Les mécanismes de fraude fiscale et douanière auraient atteint un niveau industriel. Selon les chiffres officiels :

  • 1 665 milliards de francs CFA de flux suspects en 2023 ;
  • 1 246 milliards de francs CFA de fraude douanière documentée sur six ans ;
  • 1 745 milliards de francs CFA de fraude de scanning imputée à l’entreprise SGS au port de Douala.

Ces chiffres éclairent d’un jour nouveau les tensions récurrentes entre deux clans du régime, se disputant le contrôle d’une fraude institutionnalisée. Une situation qui rappelle les pratiques opaques observées depuis des années.

L’enrichissement illicite du clan présidentiel

Les révélations s’étendent également à l’accumulation de fortunes personnelles par le clan au pouvoir.

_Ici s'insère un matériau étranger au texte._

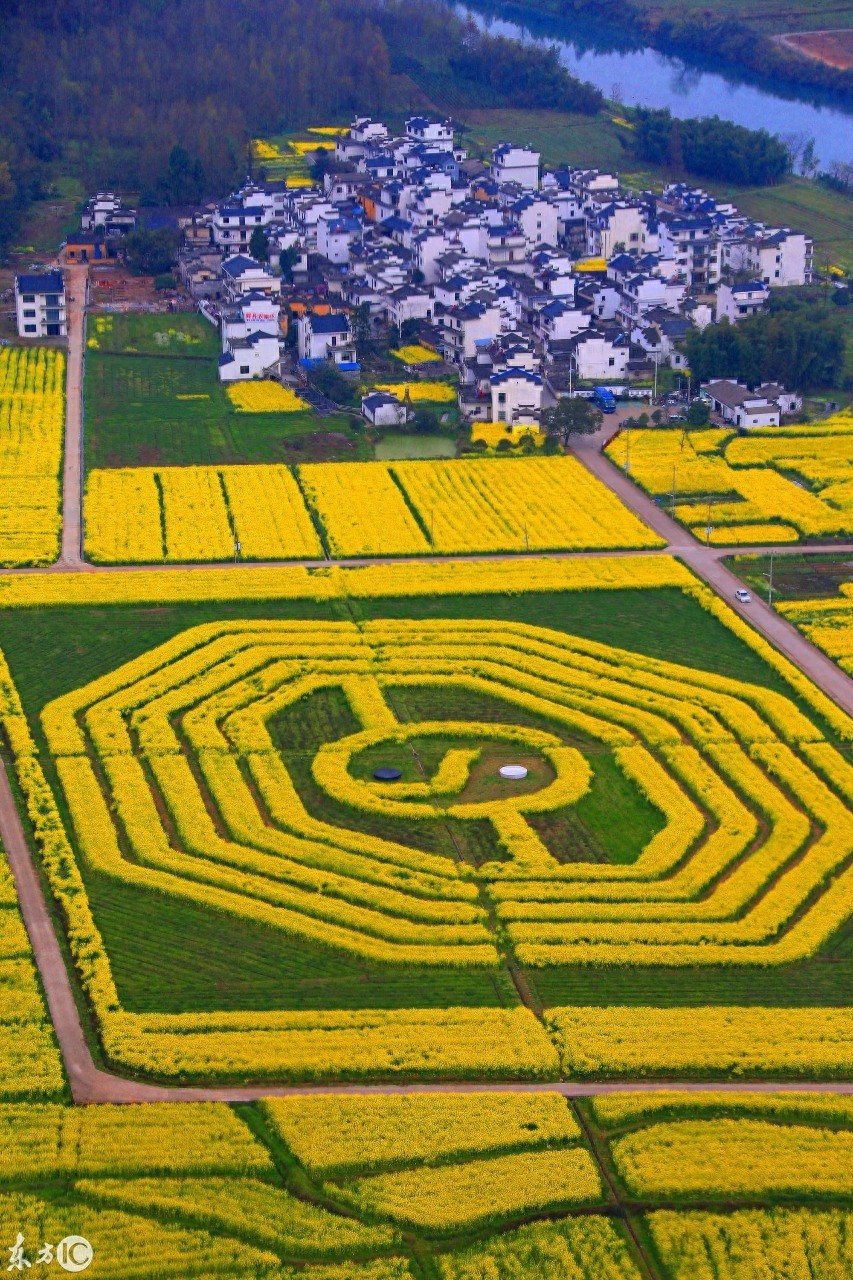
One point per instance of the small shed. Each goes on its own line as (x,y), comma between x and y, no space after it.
(382,408)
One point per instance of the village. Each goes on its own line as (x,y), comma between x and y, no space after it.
(521,284)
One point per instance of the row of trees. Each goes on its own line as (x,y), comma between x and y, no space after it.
(710,147)
(115,90)
(528,76)
(707,35)
(162,96)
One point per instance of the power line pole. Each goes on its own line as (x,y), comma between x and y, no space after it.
(770,581)
(673,497)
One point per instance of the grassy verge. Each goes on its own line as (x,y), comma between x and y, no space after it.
(796,577)
(174,956)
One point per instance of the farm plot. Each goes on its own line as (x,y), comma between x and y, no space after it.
(775,485)
(455,507)
(32,415)
(151,396)
(142,515)
(214,767)
(828,624)
(31,1064)
(409,508)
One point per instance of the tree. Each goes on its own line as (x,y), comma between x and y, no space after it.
(287,261)
(259,245)
(698,414)
(183,182)
(151,252)
(361,333)
(570,416)
(675,150)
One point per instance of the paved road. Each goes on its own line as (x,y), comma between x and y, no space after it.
(76,280)
(707,563)
(90,1084)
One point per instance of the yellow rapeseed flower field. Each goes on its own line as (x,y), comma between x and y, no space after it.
(731,1157)
(460,1197)
(334,1137)
(469,506)
(32,416)
(770,1244)
(771,485)
(361,510)
(415,353)
(438,392)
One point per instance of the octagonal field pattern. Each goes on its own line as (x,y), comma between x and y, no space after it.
(174,778)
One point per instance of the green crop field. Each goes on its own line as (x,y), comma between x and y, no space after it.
(151,396)
(825,215)
(240,901)
(796,577)
(178,958)
(583,140)
(562,137)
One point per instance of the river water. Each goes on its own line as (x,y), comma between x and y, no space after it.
(646,77)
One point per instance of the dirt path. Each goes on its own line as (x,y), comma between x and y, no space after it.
(76,283)
(707,563)
(91,1084)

Des biens acquis en France, aux Pays-Bas, en Suisse ou encore à Dubaï auraient été financés grâce à des fonds publics détournés. Parmi les exemples les plus marquants :

  • 744 millions d’euros de biens mal acquis identifiés en France ;
  • 18 milliards de francs CFA pour le domaine de Nyom, propriété du Secrétariat général de la présidence ;
  • 44 milliards de francs CFA de biens immobiliers à Dubaï ;
  • Des séjours à 10 000 dollars la nuit à l’Hôtel Continental de Genève pour l’ensemble de la délégation présidentielle.

Une accumulation de richesses qui contraste cruellement avec l’obligation constitutionnelle de déclaration de patrimoine, jamais respectée par les principaux intéressés.

Un coût humain et économique exorbitant

Le montant total de la prédation est estimé à 26 000 milliards de francs CFA, selon une évaluation conservatrice. Mais les experts estiment que le chiffre réel pourrait atteindre 80 000 milliards de francs CFA, une fois pris en compte les mécanismes de dissimulation via des prête-noms et paradis fiscaux.

Pour illustrer l’ampleur de ce gâchis, l’auteur de la déclaration souligne qu’avec ces 26 000 milliards :

  • Le Cameroun aurait pu payer 36 années de salaires pour l’ensemble des 380 000 enseignants, soignants et soldats ;
  • Construire 2 600 hôpitaux de district, soit 260 par région.

Face à de tels chiffres, l’auteur appelle à une justice sans faille. « Il n’y aura ni amnistie ni négociation secrète. Tout haut fonctionnaire coupable répondra de ses actes devant les juridictions nationales et internationales », martèle-t-il avec fermeté.